After having worked my way through the 244 pages of Vašek’s book, which at times were quite repetitive and overwhelming, I remain unpersuaded as to the potentially heavy debt that Heidegger owes to Michelstaedter, all the similarities in philosophical layout notwithstanding. The “Enteignung” of which Vašek speaks in the book’s subtitle is too strong a term for a conceptual correspondence that, it seems to me, owes much more to the pollen of ideas floating around a modernist, shattered, disenchanted Europe than to any intentional and foul “expropriation” of a young philosopher’s intellectual property. If we were to accept Vašek’s claim as a real possibility of plagiarism here, then we would also have to accept all other claims as to the inauthenticity of Heidegger’s Sein und Zeit (it is a commonplace by now that he borrowed ideas and repackaged them in his own vocabulary, without naming the exact sources). This would make Sein und Zeit—the philosophical work that, as Vašek himself notes (p. 22), made possible French existentialism, Paul Ricoeur’s hermeneutics, Foucault’s poststructuralism, Derrida’s deconstruction, and Lacan’s psychoanalysis—an empty rhetorical shell. Instead, if we put emphasis on the more likely and generous claim at the end of Vašek’s inquiry that “both books illuminate each other… in an interesting way” (p. 243), then we have a win-win situation: On one hand, Michelstaedter’s literary, artistic style and thought help us untangle Heidegger’s impenetrable vocabulary—indeed, Michelstaedter pulls aside Sein und Zeit’s rhetorical veil, disarms its “Teutonic bombast” as Thomas Sheehan aptly calls it (Sheehan 2001, in Vašek, p. 97); on the other hand, Heidegger’s systematic philosophizing and its heavy-weight presence in the philosophical canon legitimizes Michelstaedter’s work, it orders its artistic chaos, and helps us situate it within a genealogy of a radical rethinking of philosophy’s relation to being and life.
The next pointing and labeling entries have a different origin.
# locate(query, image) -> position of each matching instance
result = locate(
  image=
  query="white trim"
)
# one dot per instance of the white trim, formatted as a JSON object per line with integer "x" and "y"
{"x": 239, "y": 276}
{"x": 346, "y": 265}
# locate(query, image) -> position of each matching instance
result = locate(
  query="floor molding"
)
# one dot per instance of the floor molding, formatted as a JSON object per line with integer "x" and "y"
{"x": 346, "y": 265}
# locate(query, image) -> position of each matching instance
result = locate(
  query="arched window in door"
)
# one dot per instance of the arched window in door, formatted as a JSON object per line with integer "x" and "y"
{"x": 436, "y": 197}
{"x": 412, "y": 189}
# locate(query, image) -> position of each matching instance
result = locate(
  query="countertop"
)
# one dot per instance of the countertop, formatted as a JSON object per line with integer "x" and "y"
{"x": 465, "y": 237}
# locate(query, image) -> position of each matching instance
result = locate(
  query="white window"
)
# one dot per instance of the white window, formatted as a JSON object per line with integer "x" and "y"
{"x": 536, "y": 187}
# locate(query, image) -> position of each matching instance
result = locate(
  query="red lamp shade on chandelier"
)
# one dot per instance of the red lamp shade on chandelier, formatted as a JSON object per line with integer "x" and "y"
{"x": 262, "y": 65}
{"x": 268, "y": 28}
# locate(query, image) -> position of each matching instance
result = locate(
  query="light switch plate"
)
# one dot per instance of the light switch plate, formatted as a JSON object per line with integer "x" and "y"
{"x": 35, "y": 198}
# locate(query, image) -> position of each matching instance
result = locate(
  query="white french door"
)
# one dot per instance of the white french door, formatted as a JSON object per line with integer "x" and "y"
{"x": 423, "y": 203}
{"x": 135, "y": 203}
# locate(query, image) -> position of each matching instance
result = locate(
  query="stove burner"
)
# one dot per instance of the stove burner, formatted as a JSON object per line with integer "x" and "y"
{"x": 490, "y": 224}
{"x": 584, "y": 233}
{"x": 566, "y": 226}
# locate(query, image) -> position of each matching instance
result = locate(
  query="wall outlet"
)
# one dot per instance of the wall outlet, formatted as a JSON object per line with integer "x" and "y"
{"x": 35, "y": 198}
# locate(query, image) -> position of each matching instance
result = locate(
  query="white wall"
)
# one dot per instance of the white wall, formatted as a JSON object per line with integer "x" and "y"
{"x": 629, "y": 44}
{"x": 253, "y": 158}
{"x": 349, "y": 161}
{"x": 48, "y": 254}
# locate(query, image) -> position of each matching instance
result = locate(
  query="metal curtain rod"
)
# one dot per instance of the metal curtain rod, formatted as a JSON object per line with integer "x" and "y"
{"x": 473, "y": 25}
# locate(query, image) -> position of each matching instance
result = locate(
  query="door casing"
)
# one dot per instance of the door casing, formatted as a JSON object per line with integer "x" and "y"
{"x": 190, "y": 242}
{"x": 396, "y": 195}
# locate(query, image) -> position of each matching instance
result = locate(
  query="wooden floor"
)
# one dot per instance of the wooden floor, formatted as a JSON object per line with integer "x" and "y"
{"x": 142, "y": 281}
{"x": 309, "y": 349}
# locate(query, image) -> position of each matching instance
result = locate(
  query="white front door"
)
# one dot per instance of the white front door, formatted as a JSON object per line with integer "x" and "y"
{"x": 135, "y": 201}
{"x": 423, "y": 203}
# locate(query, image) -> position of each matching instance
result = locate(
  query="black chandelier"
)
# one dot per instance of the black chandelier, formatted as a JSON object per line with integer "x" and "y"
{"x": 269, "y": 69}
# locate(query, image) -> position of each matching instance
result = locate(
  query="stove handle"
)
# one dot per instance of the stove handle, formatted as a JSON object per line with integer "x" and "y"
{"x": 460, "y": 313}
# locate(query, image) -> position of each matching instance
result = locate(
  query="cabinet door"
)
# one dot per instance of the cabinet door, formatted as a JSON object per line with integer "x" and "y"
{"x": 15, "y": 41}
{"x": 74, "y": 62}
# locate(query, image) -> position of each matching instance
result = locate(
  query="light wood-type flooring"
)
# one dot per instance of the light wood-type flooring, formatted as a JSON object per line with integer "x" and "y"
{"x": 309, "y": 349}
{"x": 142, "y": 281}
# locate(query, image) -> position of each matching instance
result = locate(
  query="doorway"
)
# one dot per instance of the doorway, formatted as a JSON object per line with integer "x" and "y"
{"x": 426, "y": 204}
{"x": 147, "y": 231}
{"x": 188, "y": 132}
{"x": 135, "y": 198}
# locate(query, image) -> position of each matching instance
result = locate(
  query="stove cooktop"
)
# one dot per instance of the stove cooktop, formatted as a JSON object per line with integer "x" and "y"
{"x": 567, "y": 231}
Yet what surely remains as the biggest merit of Vašek’s monograph is the fact that it instills a firm desire to (re-)read Michelstaedter and Heidegger, side by side or separately. Schein und Zeit’s interpretation even condenses the philosophies of the two into one ethical manual that begs for a pencil and many underlined passages, especially in confusing times such as the ones we live in where there seems to be ever less persuasion, authentic care for others and responsibility, and more and more divisive rhetoric that encourages a retreat into the safety of “Man.” Vašek’s is, to my knowledge, the first book-length, detailed comparative study of the two philosophers. Alone for this reason it deserves to be translated into English, for it provides an informed space for scholars to read Michelstaedter and Heidegger cheek by jowl. Without a doubt its availability in English will spur an even bigger interest in the still little-known Michelstaedter outside of Italian academia and narrow philosophical circles.

My two reservations concerning Mr. Vašek’s monograph are the following: First of all, and as already briefly mentioned, I do not find the argument that Heidegger had plagiarized Michelstaedter or hidden his tesi di laurea’s influence on Sein und Zeit convincing. What Vašek succeeds at demonstrating instead is that there were other philosophers at the beginning of the 20th century who shared Heidegger’s ideas but were not known enough (or died too young) or were just from the “wrong” background for them to receive equal appreciation (Rosenzweig, Michelstaedter, Ewald). This is something that scholarship needs to deal with, but it does not make Heidegger a plagiarist. Second of all, while the book is sufficiently well written so as to prevent conceptual entanglements, I believe that its argument could have been condensed into a much shorter monograph, perhaps even into a detailed, dense article, to avoid the many repetitions and summaries. But then it would have been a different kind of read, surely a less accessible one destined for a much smaller audience. As for the exciting promise of its title, a “whodunnit” in reverse, well, that certainly helps its circulation.

 

Nota

1 Thomas Vašek, Schein und Zeit: Martin Heidegger und Carlo Michelstaedter. Auf den Spuren einer Enteignung. Berlin: Matthes & Seitz Berlin, 2019.
All translations from German and Italian into English are mine.